Les évaluateurs n’étaient pas des psychanalystes, certains ayant
même des formations très opposées à la psychanalyse. Leur approche
ne visait donc pas l’évaluation des objectifs du traitement
psychanalytique non plus que l’atteinte de ces objectifs. Ils
avaient en quelque sorte une position et un regard extérieurs
et voulaient plutôt mesurer la pertinence et la qualité des
services offerts en regard des «pratiques généralement reconnues»
dans le traitement des psychoses.
Mais
ce qu’ils ont découvert, même vu «de l’extérieur», a dépassé
cet objectif de mesure de la conformité. Il faut à cet égard
souligner l’honnêteté et l’éthique dont ont fait preuve les
évaluateurs qui ont su sortir des seules balises « clinico-administratives
» pour se mettre à l’écoute d’un certain nombre d’acteurs importants,
dont bien sûr en premier lieu, les usagers eux-mêmes. Outre
le constat de la très grande qualité des pratiques cliniques
eu égard aux normes en vigueur, le rapport des évaluateurs est
donc allé plus loin, en faisant état d’un ensemble de remarques
liées en fait aux effets du traitement tels qu’ils pouvaient
en prendre la mesure dans les témoignages obtenus des psychotiques
eux-mêmes et d’autres «témoins» entendus (les parents, les professionnels
de la région, le personnel traitant). Les experts, en choisissant
d’entendre ce que les principaux intéressés (les patients et
leurs proches) avaient à leur dire, ont eu accès dans une rencontre
de plus de deux heures avec plus de quarante psychotiques, à
des «paroles pleines» de sujets évoquant leur implication dans
un traitement qui pour eux représentait un réel travail. Ils
témoignaient de leur engagement dans le traitement et de ses
effets concrets dans leur vie.
Sans
revenir sur le détail du contenu de ce rapport, il me semble
important de souligner la dimension d’événement qu’a prise cette
rencontre des évaluateurs avec les psychotiques. Sans avoir
pour objectif de juger de l’atteinte des objectifs du processus
analytique, les experts avaient accès dans l’espace social aux
effets de l’analyse chez des psychotiques qui se comportaient
et parlaient d’une façon inattendue. Ils en ont fait mention
dans leur rapport, relevant notamment la façon dont les psychotiques
«avaient définitivement appris à s’exprimer, à parler d’eux-mêmes
et à dire ce qu’ils ressentent et désirent» et la façon dont
ils avaient parlé en étant «fiers de dire qu’ils se considéraient
rétablis ou en voie de le devenir». Les experts relevaient aussi
qu’il était apparu évident que ces personnes «étaient capables
de respect entre elles et envers les intervenants» et que pendant
plus de deux heures qu’avait duré cette rencontre, il n’y «avait
eu aucun dérapage … chacun attendant son tour pour parler» de
telle sorte que «le meneur de la rencontre n’avait eu aucune
difficulté à animer cette assemblée». Et ils concluaient : «Forte
note donc pour quarante personnes ayant des diagnostics de schizophrénie
pour la majorité, et pour d’autres, des troubles bipolaires
avec caractéristiques psychotiques. Nous avons en effet constaté
qu’il s’agissait de personnes aux prises avec des problèmes
graves et persistants de santé mentale, qui avaient cependant
cheminé et présentaient des acquis importants au plan social
et interpersonnel. Ces gens se sentent en sécurité, responsabilisés
et en pouvoir d’émettre leurs opinions sur tout ce qui les concerne
et ce qui concerne la programmation du "388" et son fonctionnement»

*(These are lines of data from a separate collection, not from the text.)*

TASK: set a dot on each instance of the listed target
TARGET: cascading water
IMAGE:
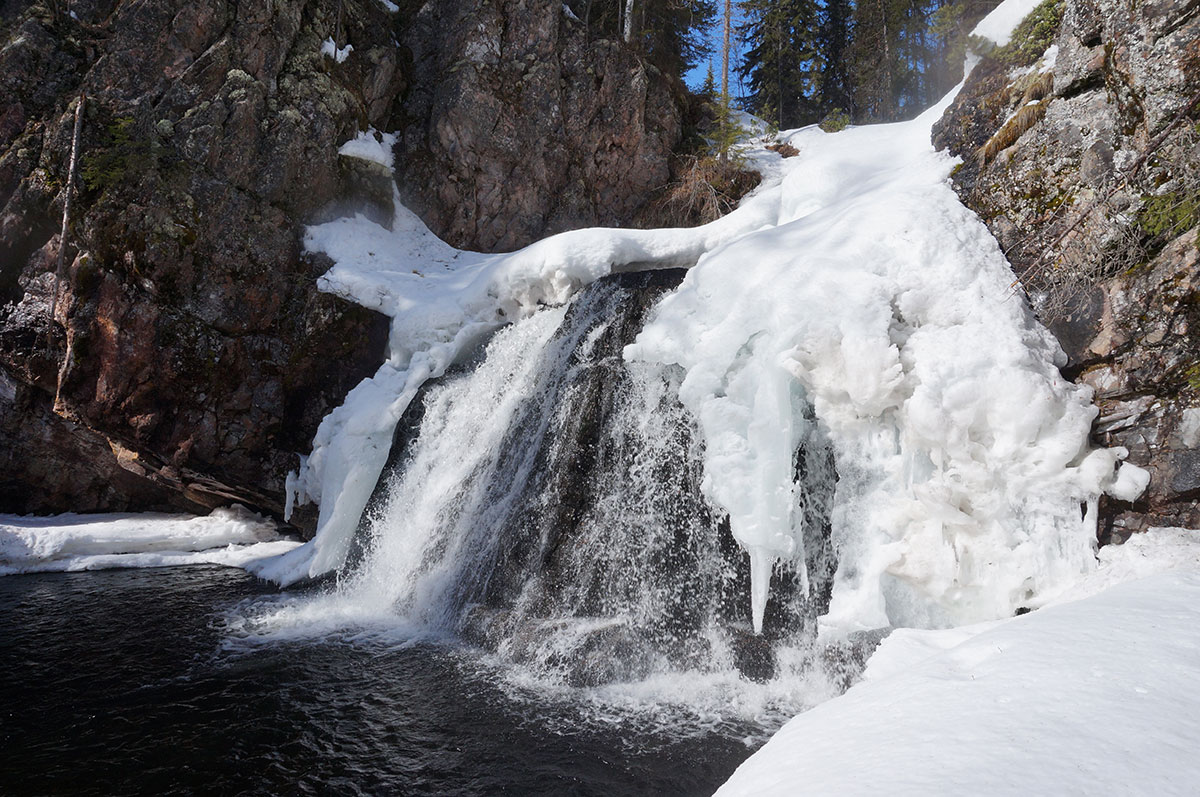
(547, 504)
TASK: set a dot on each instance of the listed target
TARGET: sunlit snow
(855, 283)
(231, 535)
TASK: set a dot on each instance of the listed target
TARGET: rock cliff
(191, 355)
(1084, 160)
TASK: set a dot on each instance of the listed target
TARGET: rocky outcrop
(191, 355)
(521, 125)
(1086, 167)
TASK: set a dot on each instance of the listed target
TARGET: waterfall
(545, 501)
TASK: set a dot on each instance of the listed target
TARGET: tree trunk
(725, 82)
(66, 204)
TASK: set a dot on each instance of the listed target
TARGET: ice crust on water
(229, 535)
(852, 281)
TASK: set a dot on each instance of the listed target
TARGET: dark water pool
(117, 682)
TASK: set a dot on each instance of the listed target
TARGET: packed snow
(853, 286)
(1099, 696)
(999, 25)
(443, 301)
(330, 48)
(371, 145)
(231, 535)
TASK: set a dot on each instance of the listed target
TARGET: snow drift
(233, 537)
(851, 282)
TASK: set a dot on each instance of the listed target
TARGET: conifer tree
(783, 60)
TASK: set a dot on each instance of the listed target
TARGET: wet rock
(189, 327)
(1091, 207)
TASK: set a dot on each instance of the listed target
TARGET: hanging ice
(853, 283)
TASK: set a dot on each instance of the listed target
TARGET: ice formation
(229, 535)
(851, 282)
(1096, 696)
(329, 48)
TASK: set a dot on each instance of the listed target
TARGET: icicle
(762, 562)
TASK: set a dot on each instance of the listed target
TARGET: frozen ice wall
(853, 288)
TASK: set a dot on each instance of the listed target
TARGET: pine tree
(783, 63)
(834, 43)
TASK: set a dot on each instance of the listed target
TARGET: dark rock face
(521, 125)
(1096, 203)
(594, 555)
(192, 353)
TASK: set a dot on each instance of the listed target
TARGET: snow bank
(371, 145)
(443, 301)
(330, 48)
(885, 304)
(852, 283)
(234, 537)
(1000, 24)
(1093, 697)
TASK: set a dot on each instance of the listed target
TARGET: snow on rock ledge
(229, 535)
(852, 282)
(885, 304)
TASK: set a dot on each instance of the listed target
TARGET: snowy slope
(233, 537)
(1099, 696)
(852, 283)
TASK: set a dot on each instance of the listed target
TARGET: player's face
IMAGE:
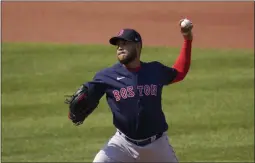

(Denis, Morissette, Gagnon, 2002 : 8). Ce sont là en effet des
aspects qui méritaient d’être reconnus et soulignés puisque
la prise de parole et de position subjectives et l’articulation
à l’autre dans le lien social constituent des points déterminants
et censés, par définition, faire défaut dans la psychose. D’autant
plus que par ailleurs, le constat de la gravité des troubles
psychiques présentés par les personnes rencontrées ne permettait
plus de mettre au compte d’une «sélection» positive des patients
cette «forte note» qui leur était attribuée.